Using tools like HubSpot and Google Analytics give you a peek into your customer’s habits and understand their buyer’s journey: where traffic is coming from, your peak visit days/times, the devices they’re using, and a number of other data points. But once they’re on the site, you need to make sure your content is optimized for conversion.
Iterative design is the belief that your digital presence is a living document. Following the iterative design methodology, you should be regularly updating and improving your website, rather than building it once and forgetting about it until your next redesign. The iterative design process is a continuous cycle of prototyping, testing, and making adjustments and refinements.
Using A/B testing as part of iterative design can be incredibly beneficial to understanding your users and honing in on the best possible user experience. Things like button placement, colors, fonts, and even the verbiage of your headline or CTA can have a drastic impact on your conversion rates.
A/B testing creates a variation and gives you the data on how each version performed. Which version was most effective? What's getting you the most qualified leads? Keep that version and move on to the next test. And that's really all A/B testing is: continually experimenting to find out the best way to engage with your users.
Heat maps record what people do with their cursor while visiting your site, which can be beneficial in giving you insights into your visitors’ behaviors. The idea is that people look where they hover and thus it shows how users read a web page. Some maps will also record where visitors click or scroll.
Using heat map software like Hotjar, you can understand how users are visiting your site, where they focus their attention, where people might be encountering friction, where they stop reading, and where they are bouncing away from your site.
This data gives you information about what your visitors are looking for and how you can best rearrange your content to meet their needs. For example, if you notice visitors are trying to click on things that aren’t links (like an image or sentence), you might consider hyperlinking that component to additional content that will suit your visitors’ needs.
Technology is going to continue to evolve. So it goes without saying that the way we build and design websites will always change to meet the growing needs of users—and their devices. This has already started to come into play with the advent of “smart content” that tracks visitors to your site and displays the content that is most relevant to them.
Web design moving forward has to consider the user experience and personalization, almost curating the experience for the individual user. We need to understand why users are on a website, what they are looking for, and then craft an experience that helps them quickly and intuitively find information.
Artificial intelligence and virtual or augmented reality are already impacting website design, and that influence will only increase as these technologies evolve. The rise of machine learning and AI-enabled software has the potential to drastically revolutionize how customers interact with companies.
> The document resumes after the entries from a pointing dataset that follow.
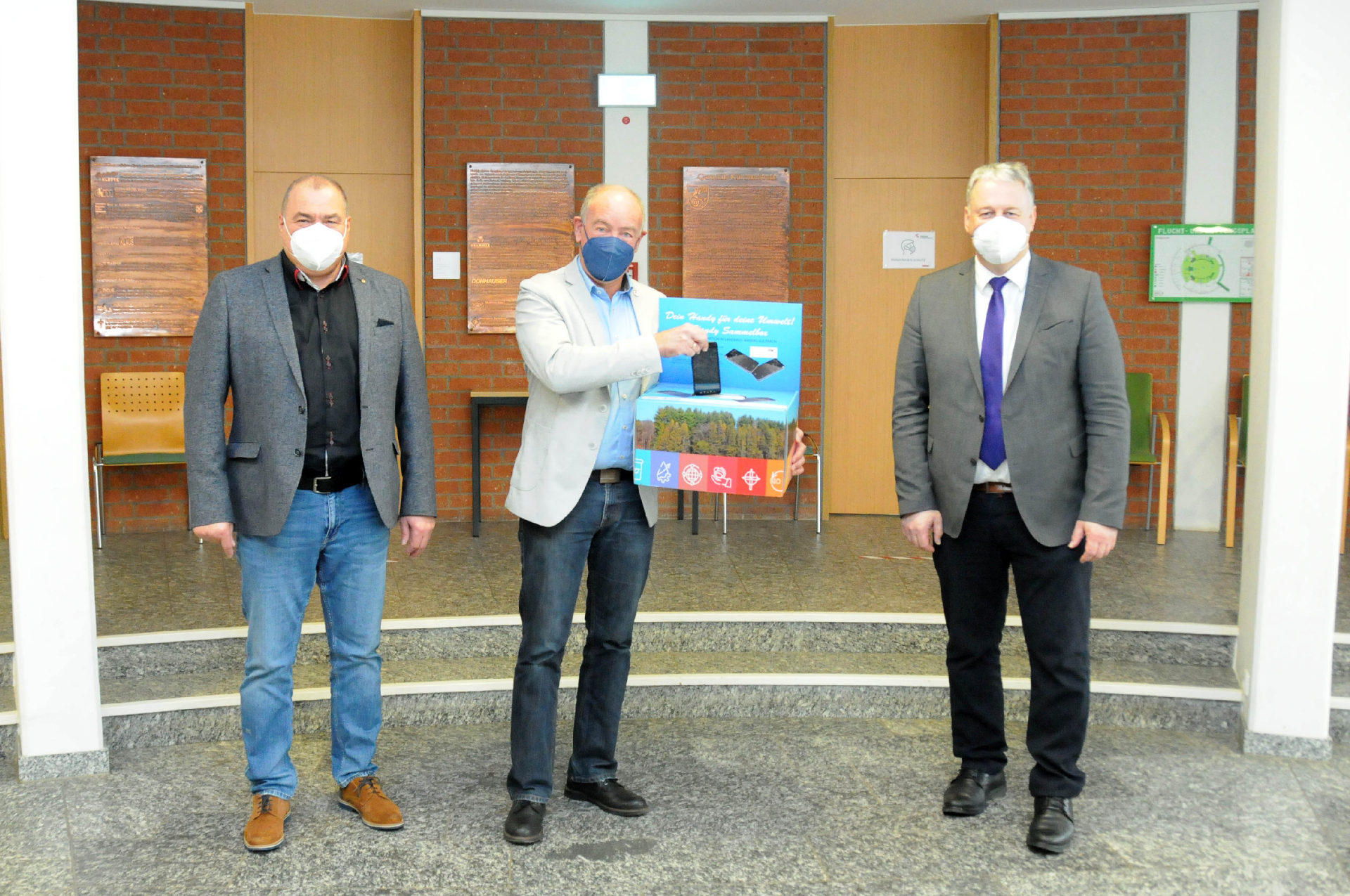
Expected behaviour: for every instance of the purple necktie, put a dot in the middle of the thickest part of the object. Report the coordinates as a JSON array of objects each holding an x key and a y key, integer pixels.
[{"x": 991, "y": 372}]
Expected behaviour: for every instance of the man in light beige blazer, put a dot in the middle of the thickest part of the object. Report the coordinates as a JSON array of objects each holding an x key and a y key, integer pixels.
[{"x": 588, "y": 334}]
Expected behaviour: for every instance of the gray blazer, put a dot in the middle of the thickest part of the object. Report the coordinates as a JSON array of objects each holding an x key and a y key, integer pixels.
[
  {"x": 1065, "y": 415},
  {"x": 245, "y": 344},
  {"x": 570, "y": 369}
]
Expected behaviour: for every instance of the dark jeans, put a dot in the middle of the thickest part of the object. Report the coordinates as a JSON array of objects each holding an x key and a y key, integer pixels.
[
  {"x": 607, "y": 533},
  {"x": 1055, "y": 599}
]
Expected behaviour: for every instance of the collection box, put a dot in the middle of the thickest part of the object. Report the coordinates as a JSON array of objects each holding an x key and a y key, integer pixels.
[{"x": 736, "y": 441}]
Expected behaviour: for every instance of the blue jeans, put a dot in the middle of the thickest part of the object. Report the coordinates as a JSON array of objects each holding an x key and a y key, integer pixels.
[
  {"x": 608, "y": 535},
  {"x": 340, "y": 541}
]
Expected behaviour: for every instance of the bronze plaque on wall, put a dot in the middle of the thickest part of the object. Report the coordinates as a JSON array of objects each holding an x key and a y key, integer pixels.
[
  {"x": 149, "y": 231},
  {"x": 520, "y": 224},
  {"x": 736, "y": 234}
]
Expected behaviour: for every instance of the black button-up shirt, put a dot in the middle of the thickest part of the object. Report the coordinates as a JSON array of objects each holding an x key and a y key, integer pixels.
[{"x": 327, "y": 339}]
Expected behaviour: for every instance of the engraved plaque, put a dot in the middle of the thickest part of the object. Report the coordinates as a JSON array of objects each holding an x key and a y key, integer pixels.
[
  {"x": 149, "y": 231},
  {"x": 736, "y": 234},
  {"x": 520, "y": 224}
]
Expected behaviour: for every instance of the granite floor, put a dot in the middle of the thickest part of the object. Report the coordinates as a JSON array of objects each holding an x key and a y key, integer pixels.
[
  {"x": 740, "y": 806},
  {"x": 167, "y": 582}
]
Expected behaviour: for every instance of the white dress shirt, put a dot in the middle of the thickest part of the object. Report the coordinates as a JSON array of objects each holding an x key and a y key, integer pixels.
[{"x": 1012, "y": 293}]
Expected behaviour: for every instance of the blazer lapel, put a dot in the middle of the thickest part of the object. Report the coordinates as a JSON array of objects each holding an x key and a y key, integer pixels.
[
  {"x": 365, "y": 297},
  {"x": 280, "y": 308},
  {"x": 1031, "y": 301},
  {"x": 965, "y": 301},
  {"x": 579, "y": 290}
]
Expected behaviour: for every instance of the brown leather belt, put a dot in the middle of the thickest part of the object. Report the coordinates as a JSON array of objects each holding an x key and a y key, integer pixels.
[{"x": 330, "y": 485}]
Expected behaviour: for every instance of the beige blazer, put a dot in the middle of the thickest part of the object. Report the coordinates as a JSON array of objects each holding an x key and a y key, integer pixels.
[{"x": 570, "y": 369}]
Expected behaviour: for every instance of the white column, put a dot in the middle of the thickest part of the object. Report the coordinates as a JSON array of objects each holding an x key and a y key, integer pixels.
[
  {"x": 626, "y": 142},
  {"x": 1211, "y": 162},
  {"x": 1300, "y": 369},
  {"x": 42, "y": 346}
]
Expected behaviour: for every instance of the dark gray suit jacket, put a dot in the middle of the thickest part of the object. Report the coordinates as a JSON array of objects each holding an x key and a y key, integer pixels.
[
  {"x": 1065, "y": 415},
  {"x": 245, "y": 344}
]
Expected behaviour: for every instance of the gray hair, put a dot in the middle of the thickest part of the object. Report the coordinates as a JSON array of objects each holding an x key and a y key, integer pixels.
[
  {"x": 1006, "y": 171},
  {"x": 314, "y": 180},
  {"x": 600, "y": 189}
]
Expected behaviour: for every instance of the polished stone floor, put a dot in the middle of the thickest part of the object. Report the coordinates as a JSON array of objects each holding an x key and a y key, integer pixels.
[
  {"x": 740, "y": 806},
  {"x": 165, "y": 582}
]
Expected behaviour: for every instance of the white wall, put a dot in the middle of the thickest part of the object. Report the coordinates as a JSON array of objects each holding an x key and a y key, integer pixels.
[
  {"x": 1300, "y": 374},
  {"x": 1211, "y": 141},
  {"x": 42, "y": 344}
]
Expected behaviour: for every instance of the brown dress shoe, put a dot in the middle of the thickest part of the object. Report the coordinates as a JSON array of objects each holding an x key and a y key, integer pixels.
[
  {"x": 266, "y": 826},
  {"x": 366, "y": 798}
]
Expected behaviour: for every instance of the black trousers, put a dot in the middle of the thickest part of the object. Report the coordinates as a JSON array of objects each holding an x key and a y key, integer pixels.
[{"x": 1055, "y": 597}]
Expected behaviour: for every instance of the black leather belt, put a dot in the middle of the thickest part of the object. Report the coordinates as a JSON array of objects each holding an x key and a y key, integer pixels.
[{"x": 330, "y": 485}]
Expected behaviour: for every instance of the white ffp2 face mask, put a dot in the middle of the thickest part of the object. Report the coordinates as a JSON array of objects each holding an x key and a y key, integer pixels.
[
  {"x": 318, "y": 246},
  {"x": 999, "y": 239}
]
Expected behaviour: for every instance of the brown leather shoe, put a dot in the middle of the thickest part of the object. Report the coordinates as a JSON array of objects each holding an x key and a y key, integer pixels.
[
  {"x": 266, "y": 826},
  {"x": 366, "y": 798}
]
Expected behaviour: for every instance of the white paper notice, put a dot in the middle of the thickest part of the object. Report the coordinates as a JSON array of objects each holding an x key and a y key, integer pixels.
[
  {"x": 909, "y": 249},
  {"x": 444, "y": 265}
]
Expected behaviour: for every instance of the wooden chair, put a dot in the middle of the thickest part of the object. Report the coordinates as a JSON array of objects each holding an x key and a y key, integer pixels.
[
  {"x": 1144, "y": 439},
  {"x": 1238, "y": 457},
  {"x": 142, "y": 425}
]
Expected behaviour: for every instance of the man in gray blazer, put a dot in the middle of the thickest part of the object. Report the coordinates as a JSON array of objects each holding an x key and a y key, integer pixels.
[
  {"x": 324, "y": 368},
  {"x": 1012, "y": 450}
]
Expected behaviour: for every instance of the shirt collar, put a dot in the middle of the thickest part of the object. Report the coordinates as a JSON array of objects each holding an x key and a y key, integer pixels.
[
  {"x": 1017, "y": 274},
  {"x": 597, "y": 290}
]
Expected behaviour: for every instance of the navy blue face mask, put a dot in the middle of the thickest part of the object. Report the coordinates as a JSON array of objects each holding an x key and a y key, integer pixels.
[{"x": 607, "y": 257}]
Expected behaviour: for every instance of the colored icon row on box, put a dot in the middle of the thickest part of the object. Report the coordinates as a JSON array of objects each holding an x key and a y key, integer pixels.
[{"x": 709, "y": 473}]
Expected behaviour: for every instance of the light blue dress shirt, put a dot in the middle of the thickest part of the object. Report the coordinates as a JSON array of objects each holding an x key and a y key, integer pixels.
[{"x": 620, "y": 320}]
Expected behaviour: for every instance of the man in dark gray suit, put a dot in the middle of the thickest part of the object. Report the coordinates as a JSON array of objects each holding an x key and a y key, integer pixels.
[
  {"x": 1012, "y": 450},
  {"x": 326, "y": 372}
]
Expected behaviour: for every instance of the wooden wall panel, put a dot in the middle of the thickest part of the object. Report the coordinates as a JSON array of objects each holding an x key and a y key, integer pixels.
[
  {"x": 335, "y": 96},
  {"x": 909, "y": 100},
  {"x": 331, "y": 95},
  {"x": 381, "y": 212},
  {"x": 909, "y": 122},
  {"x": 867, "y": 316}
]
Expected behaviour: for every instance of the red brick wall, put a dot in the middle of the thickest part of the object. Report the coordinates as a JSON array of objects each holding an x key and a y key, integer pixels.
[
  {"x": 494, "y": 92},
  {"x": 1097, "y": 110},
  {"x": 524, "y": 92},
  {"x": 160, "y": 82},
  {"x": 1240, "y": 358},
  {"x": 745, "y": 95}
]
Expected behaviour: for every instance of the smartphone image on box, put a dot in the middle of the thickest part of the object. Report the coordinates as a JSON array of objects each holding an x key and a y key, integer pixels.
[
  {"x": 708, "y": 375},
  {"x": 742, "y": 361},
  {"x": 767, "y": 369}
]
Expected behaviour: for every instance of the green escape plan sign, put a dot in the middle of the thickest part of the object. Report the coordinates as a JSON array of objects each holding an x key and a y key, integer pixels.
[{"x": 1202, "y": 262}]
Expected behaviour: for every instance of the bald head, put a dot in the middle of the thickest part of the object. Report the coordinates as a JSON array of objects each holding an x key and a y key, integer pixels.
[
  {"x": 613, "y": 195},
  {"x": 319, "y": 183}
]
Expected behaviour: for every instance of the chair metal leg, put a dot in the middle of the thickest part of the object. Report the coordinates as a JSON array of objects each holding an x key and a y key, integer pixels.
[
  {"x": 98, "y": 491},
  {"x": 1148, "y": 507},
  {"x": 797, "y": 495},
  {"x": 820, "y": 469}
]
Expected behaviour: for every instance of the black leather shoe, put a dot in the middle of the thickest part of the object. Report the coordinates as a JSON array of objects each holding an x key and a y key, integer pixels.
[
  {"x": 1052, "y": 826},
  {"x": 609, "y": 795},
  {"x": 971, "y": 791},
  {"x": 524, "y": 822}
]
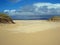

Chatbots have made waves as the first point of contact for a customer reaching out to an organization. They analyze the needs of a customer based on prior natural language interaction (i.e., product inquiry, troubleshooting, or sales), and will resolve all issues that are within its capabilities or direct the customer to a live representative. With the addition of bots and AI, designers will be able to plan out user experiences more than ever before.
Web design has come a long way in the last decade, but with the help of machine learning and AI, designers can take web design to a whole new level to offer the best possible experience to users.